Surviving the horrors of the Holocaust, Appelfeld suggests with characteristic terseness, entails more than simply the fight to keep breathing ... The struggle to save others is a moving one. As one elderly survivor says to Edmund, with great wonder: 'Even after disgrace and humiliation and abuse, people rise up from the dust to revive and help others.'
... Appelfeld gives readers an up-close, deeply moving story of characters haunted by grief and loss yet buoyed by courage and hope in the most adverse conditions ... a memorable chronicle of those who sought to persevere at the height of one of the world’s worst moments.
The uniquely strange atmosphere of Appelfeld’s fiction comes from the fact that, because he could not remember his own past, he was forced to imagine it ... In his novels...Appelfeld writes with entranced certainty about experiences that could never have been his and worlds that don’t quite resemble the real one ... In To the Edge of Sorrow, the society...is a band of Jewish partisans during the Second World War. Numbering fewer than fifty, they hide in the Ukrainian countryside, raiding farms for supplies and hoping to hold out until the arrival of the Red Army. This sounds like the premise of a wartime adventure story, but, although we do hear about shoot-outs and sabotage missions, Appelfeld’s narrative style is inherently unsuspenseful. His novels are not about waiting for what will happen next but about immersion in a timeless present, a bubble world that is all the more enthralling because you know it is about to pop.
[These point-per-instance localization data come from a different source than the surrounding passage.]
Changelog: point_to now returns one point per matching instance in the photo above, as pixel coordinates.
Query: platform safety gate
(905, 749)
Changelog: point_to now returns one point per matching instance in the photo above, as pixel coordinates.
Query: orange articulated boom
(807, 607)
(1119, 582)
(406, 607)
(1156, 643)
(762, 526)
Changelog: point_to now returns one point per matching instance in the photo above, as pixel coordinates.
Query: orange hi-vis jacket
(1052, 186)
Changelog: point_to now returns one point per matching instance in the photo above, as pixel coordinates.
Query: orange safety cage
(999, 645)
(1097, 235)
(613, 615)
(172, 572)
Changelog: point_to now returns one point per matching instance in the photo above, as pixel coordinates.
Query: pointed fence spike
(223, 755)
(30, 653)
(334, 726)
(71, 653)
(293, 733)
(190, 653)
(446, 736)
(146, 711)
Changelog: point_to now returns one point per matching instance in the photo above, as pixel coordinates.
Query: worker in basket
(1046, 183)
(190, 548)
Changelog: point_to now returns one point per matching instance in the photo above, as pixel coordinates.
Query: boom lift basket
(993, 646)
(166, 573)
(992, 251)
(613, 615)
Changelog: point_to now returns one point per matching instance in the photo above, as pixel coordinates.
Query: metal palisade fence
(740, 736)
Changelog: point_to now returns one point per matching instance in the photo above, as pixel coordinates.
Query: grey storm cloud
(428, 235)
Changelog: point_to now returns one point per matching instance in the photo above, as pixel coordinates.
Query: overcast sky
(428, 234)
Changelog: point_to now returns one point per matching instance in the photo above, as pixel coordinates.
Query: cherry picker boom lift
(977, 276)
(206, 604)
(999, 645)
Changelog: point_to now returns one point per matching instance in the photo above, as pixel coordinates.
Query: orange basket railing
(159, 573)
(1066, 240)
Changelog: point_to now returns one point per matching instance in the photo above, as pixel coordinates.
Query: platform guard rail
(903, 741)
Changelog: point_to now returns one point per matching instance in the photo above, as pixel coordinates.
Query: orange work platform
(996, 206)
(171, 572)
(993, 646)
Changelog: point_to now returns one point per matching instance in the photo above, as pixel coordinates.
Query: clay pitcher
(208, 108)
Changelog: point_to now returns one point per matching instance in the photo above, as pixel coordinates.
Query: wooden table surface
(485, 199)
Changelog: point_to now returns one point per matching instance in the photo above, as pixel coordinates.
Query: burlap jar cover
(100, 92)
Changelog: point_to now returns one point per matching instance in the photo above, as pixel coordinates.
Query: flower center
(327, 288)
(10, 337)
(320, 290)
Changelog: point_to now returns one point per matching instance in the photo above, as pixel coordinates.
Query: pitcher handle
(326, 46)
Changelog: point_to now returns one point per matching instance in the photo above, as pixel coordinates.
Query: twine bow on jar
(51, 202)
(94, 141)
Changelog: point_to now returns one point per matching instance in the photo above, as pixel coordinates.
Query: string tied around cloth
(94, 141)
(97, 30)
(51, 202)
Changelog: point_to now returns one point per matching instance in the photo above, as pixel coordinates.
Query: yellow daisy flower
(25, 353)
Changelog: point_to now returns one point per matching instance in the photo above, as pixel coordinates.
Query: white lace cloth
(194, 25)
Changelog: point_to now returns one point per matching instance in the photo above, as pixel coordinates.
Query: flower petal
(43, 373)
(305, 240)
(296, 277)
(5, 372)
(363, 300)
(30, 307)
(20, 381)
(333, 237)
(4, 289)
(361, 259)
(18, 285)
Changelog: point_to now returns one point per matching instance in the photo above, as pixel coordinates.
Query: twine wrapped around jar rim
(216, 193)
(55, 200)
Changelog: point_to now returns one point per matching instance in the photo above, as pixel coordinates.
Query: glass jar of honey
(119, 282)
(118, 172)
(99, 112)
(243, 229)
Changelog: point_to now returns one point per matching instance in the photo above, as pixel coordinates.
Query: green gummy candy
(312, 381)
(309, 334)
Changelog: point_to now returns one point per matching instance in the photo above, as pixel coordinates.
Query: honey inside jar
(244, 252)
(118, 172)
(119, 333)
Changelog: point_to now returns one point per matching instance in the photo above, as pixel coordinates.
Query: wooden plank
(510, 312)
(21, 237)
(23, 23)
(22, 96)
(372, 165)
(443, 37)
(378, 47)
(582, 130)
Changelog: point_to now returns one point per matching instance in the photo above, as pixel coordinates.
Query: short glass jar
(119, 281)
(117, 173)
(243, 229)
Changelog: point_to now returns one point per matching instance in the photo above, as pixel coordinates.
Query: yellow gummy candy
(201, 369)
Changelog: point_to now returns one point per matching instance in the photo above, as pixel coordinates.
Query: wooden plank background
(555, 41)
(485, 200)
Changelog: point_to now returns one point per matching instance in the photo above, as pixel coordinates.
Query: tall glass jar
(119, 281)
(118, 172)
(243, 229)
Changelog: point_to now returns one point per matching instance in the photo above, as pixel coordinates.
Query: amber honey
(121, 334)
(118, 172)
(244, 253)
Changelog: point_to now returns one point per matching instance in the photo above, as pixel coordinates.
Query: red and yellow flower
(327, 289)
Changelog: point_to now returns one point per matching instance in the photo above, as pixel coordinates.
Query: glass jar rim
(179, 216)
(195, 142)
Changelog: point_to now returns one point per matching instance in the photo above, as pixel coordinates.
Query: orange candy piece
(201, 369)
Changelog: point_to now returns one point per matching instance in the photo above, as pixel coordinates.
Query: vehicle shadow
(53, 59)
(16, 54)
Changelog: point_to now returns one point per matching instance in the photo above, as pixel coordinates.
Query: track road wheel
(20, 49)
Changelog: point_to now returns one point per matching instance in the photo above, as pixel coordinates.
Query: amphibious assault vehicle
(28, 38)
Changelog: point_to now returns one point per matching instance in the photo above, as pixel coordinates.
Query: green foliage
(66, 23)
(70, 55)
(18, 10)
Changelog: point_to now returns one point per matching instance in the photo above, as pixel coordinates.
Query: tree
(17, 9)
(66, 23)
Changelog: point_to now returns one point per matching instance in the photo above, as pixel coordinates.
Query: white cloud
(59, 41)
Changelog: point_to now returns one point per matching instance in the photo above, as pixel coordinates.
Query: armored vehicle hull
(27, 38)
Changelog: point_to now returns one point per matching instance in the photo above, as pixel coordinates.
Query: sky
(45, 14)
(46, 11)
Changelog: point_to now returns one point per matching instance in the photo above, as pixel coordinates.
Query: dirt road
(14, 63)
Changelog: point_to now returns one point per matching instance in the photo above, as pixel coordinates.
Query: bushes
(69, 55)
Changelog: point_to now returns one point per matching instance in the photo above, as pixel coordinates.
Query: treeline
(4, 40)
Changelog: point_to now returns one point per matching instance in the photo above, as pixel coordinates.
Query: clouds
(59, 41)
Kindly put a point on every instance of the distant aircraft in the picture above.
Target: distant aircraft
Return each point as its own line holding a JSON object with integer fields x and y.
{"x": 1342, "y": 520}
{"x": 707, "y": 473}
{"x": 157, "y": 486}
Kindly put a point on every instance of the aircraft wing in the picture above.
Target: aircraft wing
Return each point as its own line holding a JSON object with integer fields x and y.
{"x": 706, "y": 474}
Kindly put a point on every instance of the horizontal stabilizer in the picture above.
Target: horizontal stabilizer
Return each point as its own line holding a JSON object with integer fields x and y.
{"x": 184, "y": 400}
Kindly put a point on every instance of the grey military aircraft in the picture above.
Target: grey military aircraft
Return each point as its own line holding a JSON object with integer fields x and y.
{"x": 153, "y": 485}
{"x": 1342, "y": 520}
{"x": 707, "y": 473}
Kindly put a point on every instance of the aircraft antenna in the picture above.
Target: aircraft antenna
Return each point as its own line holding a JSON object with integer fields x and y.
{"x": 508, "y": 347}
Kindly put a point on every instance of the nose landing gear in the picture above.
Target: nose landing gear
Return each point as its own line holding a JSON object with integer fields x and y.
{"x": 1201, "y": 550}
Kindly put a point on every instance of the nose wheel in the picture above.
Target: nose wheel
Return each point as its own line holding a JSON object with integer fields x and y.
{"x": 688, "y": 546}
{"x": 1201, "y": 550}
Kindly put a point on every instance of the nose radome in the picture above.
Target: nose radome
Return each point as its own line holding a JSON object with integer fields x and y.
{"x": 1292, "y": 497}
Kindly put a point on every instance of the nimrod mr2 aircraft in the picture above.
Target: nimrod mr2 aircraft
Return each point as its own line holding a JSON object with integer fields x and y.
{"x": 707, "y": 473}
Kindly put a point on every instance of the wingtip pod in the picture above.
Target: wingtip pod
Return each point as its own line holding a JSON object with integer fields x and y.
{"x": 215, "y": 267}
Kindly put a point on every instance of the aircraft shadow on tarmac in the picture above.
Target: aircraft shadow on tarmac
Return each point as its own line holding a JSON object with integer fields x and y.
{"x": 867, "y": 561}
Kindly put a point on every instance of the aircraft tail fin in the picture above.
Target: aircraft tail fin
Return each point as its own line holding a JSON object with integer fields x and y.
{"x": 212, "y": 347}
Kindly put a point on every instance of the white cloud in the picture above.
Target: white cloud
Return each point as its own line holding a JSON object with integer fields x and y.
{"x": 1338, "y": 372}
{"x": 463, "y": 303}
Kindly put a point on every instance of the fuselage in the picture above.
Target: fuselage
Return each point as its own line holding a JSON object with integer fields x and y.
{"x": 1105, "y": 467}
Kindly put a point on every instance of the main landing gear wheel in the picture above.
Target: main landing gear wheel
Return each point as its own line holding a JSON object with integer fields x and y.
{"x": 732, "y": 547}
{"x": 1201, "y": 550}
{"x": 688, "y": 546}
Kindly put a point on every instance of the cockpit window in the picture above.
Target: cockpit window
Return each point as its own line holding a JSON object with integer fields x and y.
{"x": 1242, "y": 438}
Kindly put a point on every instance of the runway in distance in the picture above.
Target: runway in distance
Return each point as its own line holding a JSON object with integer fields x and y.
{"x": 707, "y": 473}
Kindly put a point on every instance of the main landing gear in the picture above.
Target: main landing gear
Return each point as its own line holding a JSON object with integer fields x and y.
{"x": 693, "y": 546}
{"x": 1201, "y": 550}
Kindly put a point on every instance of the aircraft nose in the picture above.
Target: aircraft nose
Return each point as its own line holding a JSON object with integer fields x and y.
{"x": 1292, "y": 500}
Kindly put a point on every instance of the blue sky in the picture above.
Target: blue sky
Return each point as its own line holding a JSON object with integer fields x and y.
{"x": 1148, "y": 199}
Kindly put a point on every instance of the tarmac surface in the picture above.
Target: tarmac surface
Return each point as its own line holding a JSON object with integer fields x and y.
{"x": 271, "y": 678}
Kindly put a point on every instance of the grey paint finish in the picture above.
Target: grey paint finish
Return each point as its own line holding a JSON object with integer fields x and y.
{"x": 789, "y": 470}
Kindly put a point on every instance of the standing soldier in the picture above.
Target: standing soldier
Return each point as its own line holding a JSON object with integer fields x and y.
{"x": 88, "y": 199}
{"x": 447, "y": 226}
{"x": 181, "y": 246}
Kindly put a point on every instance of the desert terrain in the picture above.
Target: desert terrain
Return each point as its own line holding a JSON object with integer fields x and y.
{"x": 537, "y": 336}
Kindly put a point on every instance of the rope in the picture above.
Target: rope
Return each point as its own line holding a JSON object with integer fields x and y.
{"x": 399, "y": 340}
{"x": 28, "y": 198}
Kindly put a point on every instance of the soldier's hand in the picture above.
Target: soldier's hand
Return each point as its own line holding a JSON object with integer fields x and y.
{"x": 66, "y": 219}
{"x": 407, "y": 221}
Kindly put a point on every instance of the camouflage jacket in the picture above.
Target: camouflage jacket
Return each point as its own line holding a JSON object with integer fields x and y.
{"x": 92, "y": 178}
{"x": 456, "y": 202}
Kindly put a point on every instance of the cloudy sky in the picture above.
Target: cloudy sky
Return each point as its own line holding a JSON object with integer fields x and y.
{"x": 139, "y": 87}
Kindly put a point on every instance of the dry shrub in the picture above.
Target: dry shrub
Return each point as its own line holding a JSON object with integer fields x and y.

... immediately recognizable as Appelfeld's through its spare, eerily understated approach, which records atrocities from a grim remove. Unlike many of the brilliantly allusive author's novels, this one makes explicit reference to the Holocaust, but there's still a dreamlike quality at work. The naturalness of the setting is in contrast to the artfully detached feel of the dialogue. In Schoffman's translation (his first of an Appelfeld novel), the language lacks the seductive pull of other works by Appelfeld, but the story moves toward its climax with the usual disquieting force ... Another haunting and heartbreaking tale of the Holocaust from one who survived it.
... [Applefeld's] novels are ahistorical and philosophic, moral dramas that have left the confines of eyewitness testimony for the realm of fable and allegory ... is in part a hymn to the vitalizing force of Jewish tradition. But its battered optimism is universal, as well. Where do you go for wisdom? the book asks. What is your community? What are the convictions that charge your daily tasks with meaning? Find those things, and no trial is unendurable.
... spirited ... Appelfeld describes the daily hardships and travails of the partisans in near-reportorial detail and endows all of his characters with sympathetic personalities born out of their discussions of philosophy, the moral choices they make, the books they’ve read, the traditions they celebrate, and their fond memories of life before the war. This powerful tale of lives lived amid the duress and horrors of war is unflinching in its authenticity.